Hessischer Staatsgerichtshof kämpft 2025 mit Rekordzahl an neuen Verfahren und AfD-Klagen

Ein Mann in einem Anzug sitzt an einem Tisch mit einer Waage der Gerechtigkeit, sieht entschlossen aus, mit Papieren vor ihm, die Wörter und Zahlen enthalten.

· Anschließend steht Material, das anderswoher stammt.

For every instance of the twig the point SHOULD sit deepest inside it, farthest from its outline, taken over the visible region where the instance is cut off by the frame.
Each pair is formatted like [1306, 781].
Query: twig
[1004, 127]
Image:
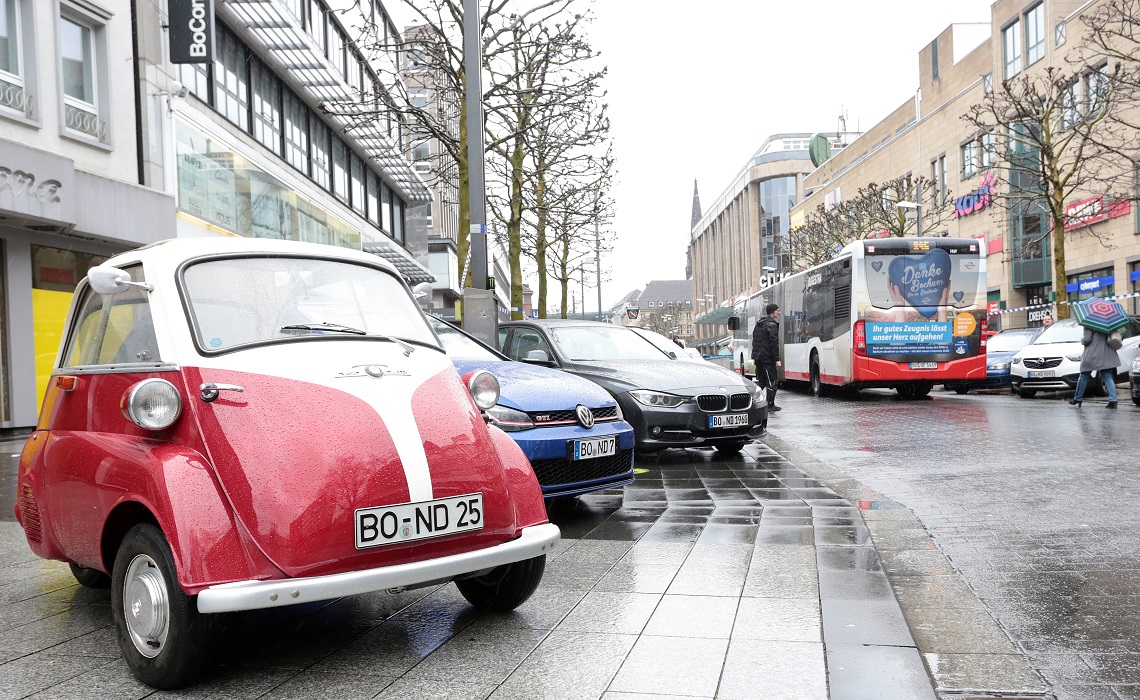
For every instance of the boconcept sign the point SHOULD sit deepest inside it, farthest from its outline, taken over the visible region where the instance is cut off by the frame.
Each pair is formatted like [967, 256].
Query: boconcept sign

Zwei AfD-Abgeordnete klagen wegen Geldbußen nach stürmischen Sitzungen - Hessischer Staatsgerichtshof kämpft 2025 mit Rekordzahl an neuen Verfahren und AfD-Klagen

Hessischer Staatsgerichtshof verzeichnet 2025 deutlichen Anstieg neuer Verfahren

Im Jahr 2025 verzeichnete der Hessische Staatsgerichtshof einen markanten Anstieg an Neuanmeldungen. Die Eingänge stiegen im Vergleich zum Vorjahr um über 50 Prozent – mindestens zwei der Fälle betreffen Mitglieder der AfD. Gerichtspräsident Wilhelm Wolf führte den Zuwachs auf ein wachsendes Bewusstsein für die Rolle des Gerichts bei der Schlichtung von Streitfällen zurück.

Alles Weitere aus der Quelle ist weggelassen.